Cholesterol sulfate metabolism in human fetal adrenal mitochondria.

Abstract

The metabolism of cholesterol sulfate (5-cholesten-3 beta-ol sodium sulfate) and cholesterol to pregnenolone sulfate and pregnenolone, respectively, in human fetal adrenal mitochondria has been investigated. Cholesterol sulfate (50 microM) was converted efficiently to pregnenolone sulfate (5-pregnen-3 beta-ol-20-one sodium sulfate; 1.6 nmol min-2 mg-1 protein). Pregnenolone sulfate biosynthesis from endogenous mitochondrial precursors could not be detected.
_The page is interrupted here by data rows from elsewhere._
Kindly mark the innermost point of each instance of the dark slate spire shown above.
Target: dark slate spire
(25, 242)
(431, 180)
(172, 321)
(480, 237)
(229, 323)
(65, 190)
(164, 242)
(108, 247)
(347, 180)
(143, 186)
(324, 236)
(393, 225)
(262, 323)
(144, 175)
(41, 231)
The rate of pregnenolone biosynthesis in the presence of cholesterol (50 microM) was 0.2 nmol min-1 mg-1 protein. In contrast, mitochondria obtained from the adrenal tissue of a boy and two adult men did not produce detectable amounts of pregnenolone sulfate after the addition of cholesterol sulfate (50 microM). Pregnenolone was produced efficiently by adrenal mitochondria from endogenous mitochondrial precursors and was not stimulated by the addition of cholesterol (100 microM). The results suggest that human fetal adrenal mitochondria contain a specific cholesterol sulfate desmolase and that cholesterol sulfate may be the predominant sterol substrate for the large amounts of steroid sulfates produced by this tissue. Whereas the metabolism of cholesterol to form pregnenolone was increased by the addition of 1 mM calcium ions, the metabolism of cholesterol sulfate to produce pregnenolone sulfate was not stimulated by calcium ions. This latter finding may indicate that the metabolism of cholesterol sulfate in the human fetal adrenal gland is controlled separately from the metabolism of cholesterol.